If the universe is really expanding at a constant speed, as a team of astronomers announced in February, it could mean that in a few years (several billion) there will be no more stars at which to point our sextants. Celestial navigators will be dinosaurs, rendered powerless not by satellite navigation but by the stars themselves.
This recent study supports the theory, which Albert Einstein first suggested and then later retracted as a mistake, that all matter is expanding outward at a constant speed, apparently unaffected by gravity as has been believed. If this is true, the night sky eventually will be dark, since stars will be too far away to see. Or, as Robert Kirschner, a member of the Harvard-Smithsonian Center for Astrophysics, said to the Associated Press shortly after the discovery: “The universe will be a very different place to look at. It will be very lonely.”
Conventional physics tells us that after the Big Bang the universe would expand at a rate that would eventually be affected by the force of gravity. This force would ultimately serve to slow the expansion of the universeor so it was expected until scientists who were observing this expansion found that the opposite was true: all matter appears to be traveling at a constant speed. Astronomers used the Hubbell Space Telescope and ground-based telescopes in Chile, Australia, and Hawaii to analyze light from several supernovae that are seven to 10 billion light years away.
“As stars get farther away from us, we can measure the wavelengths of light and determine their speed,” said Carl Brandon, a physics professor at Vermont Technical College in Warren, Vt.
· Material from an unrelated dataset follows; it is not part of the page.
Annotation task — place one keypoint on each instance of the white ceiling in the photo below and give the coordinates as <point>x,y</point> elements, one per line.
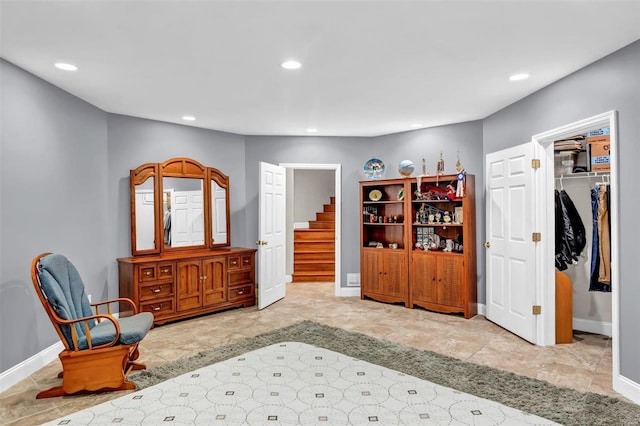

When a star moves away from us, which most stars are doing, Brandon explained, its light shifts toward the red end of the spectrum.
The astronomers in this recent study measured the so-called “red shift” of selected supernovae over time and applied the principles of the Doppler effect to determine that their speed was increasing. “Although this discovery itself is not new, we’re getting better measurements,” Brandon added.
This discovery might nonetheless give sailors pause when, on a peaceful, starry night during an offshore passage, the transient nature of our lives is being considered. No longer can we say with confidence, “At least the stars will always shine.”